The Anaconda Plan was a proposed strategy for defeating the Confederacy during the American Civil War. In May of 1861, Winfield Scott, a Union Army general, suggested blockading Confederate ports and advancing down the Mississippi River to split the Confederacy in two. The plan was generally criticized as being too passive and was not implemented. Elements of the plan, however, reemerged later in the war as part of Union strategy.
General Winfield Scott had participated in the War of 1812 and the Mexican-American War. Scott briefed President Abraham Lincoln in the early days of the Civil War, serving as General-in-Chief. He did not believe the Union could secure a quick victory; his plan involved expanding the Navy considerably over many months. Scott’s more slow-paced plan was derided by opponents who favored an immediate ground assault. The press subsequently named the scheme the "Anaconda Plan."
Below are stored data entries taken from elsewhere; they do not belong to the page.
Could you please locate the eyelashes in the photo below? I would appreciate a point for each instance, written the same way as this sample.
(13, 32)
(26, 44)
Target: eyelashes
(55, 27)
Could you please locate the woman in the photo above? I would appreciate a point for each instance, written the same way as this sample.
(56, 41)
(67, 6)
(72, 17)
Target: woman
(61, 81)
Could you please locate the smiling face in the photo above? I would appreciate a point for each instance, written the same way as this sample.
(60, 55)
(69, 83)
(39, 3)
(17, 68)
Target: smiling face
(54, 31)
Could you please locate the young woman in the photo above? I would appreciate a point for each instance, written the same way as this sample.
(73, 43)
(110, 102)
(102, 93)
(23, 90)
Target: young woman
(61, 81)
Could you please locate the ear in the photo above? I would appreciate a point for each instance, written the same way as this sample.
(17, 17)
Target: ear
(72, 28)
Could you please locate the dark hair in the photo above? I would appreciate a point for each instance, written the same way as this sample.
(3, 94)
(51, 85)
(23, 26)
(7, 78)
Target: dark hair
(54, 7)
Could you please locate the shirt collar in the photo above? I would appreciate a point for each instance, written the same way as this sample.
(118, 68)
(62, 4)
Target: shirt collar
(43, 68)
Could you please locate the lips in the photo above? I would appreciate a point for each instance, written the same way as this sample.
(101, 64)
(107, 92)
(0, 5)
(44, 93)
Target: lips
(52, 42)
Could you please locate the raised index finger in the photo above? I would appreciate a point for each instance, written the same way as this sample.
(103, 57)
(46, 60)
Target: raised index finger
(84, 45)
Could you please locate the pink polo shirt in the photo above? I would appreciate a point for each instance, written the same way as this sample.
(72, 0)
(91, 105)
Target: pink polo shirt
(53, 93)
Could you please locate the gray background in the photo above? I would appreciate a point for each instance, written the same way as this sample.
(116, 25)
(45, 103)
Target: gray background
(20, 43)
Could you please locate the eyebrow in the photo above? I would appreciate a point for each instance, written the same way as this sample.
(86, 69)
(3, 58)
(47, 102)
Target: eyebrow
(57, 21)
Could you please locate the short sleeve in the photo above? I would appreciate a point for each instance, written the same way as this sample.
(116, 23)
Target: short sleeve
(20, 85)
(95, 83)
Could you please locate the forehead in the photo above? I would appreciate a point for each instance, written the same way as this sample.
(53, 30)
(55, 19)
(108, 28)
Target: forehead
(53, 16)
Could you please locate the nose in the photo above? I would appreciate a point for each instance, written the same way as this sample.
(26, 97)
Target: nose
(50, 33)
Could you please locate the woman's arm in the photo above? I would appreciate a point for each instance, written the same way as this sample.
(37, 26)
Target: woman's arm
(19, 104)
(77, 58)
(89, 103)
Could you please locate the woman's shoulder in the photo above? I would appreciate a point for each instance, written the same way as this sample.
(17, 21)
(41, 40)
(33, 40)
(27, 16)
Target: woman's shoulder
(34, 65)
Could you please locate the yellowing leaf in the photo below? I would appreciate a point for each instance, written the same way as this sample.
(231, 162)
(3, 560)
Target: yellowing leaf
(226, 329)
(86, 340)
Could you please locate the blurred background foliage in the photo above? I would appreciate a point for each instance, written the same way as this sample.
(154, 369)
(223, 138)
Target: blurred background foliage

The plan called for a force of roughly 80,000 men to push down the entire Mississippi River, from Illinois to its mouth in the Gulf of Mexico. Amphibious forces supported by gunboats would take key Confederate positions along the river. A more traditional army would then follow up and occupy captured territory. Confederate ports along the Atlantic coast would be rigorously blockaded. Scott believed that splitting the Confederacy in two and isolating it from Atlantic trade would push the Confederacy toward capitulation without unnecessary bloodshed.
Though the Anaconda Plan was not endorsed, some features of it played out in the actual course of the war. President Lincoln officially ordered a blockade of Confederate coasts only weeks after the outbreak of the war. The Union Navy at the time lacked enough ships to make this blockade effective, but it steadily expanded its fleet. The Union ended up advancing on the Mississippi River from both ends, finally clearing it from Confederate control in mid-1863. In 1864, General Ulysses S. Grant implemented an aggressive blockade of Atlantic ports in the Confederacy.
Nearly 150 years since the conclusion of the Civil War, there has been no consensus among historians on the merit of the Anaconda Plan. The war did not turn out to be the bloodless affair that Scott originally proposed, though it is impossible to know what would have happened had his plan been implemented from the start. A majority of historians hold that Union operations in the Western Theater are at least as important to the outcome of the war as those in the East. Campaigns in the West before the successful taking of Vicksburg, Mississippi would suggest that a Union presence in the West—a key feature of the Anaconda Plan—was important for Union victory. The effectiveness of the coastal blockade, however, remains controversial.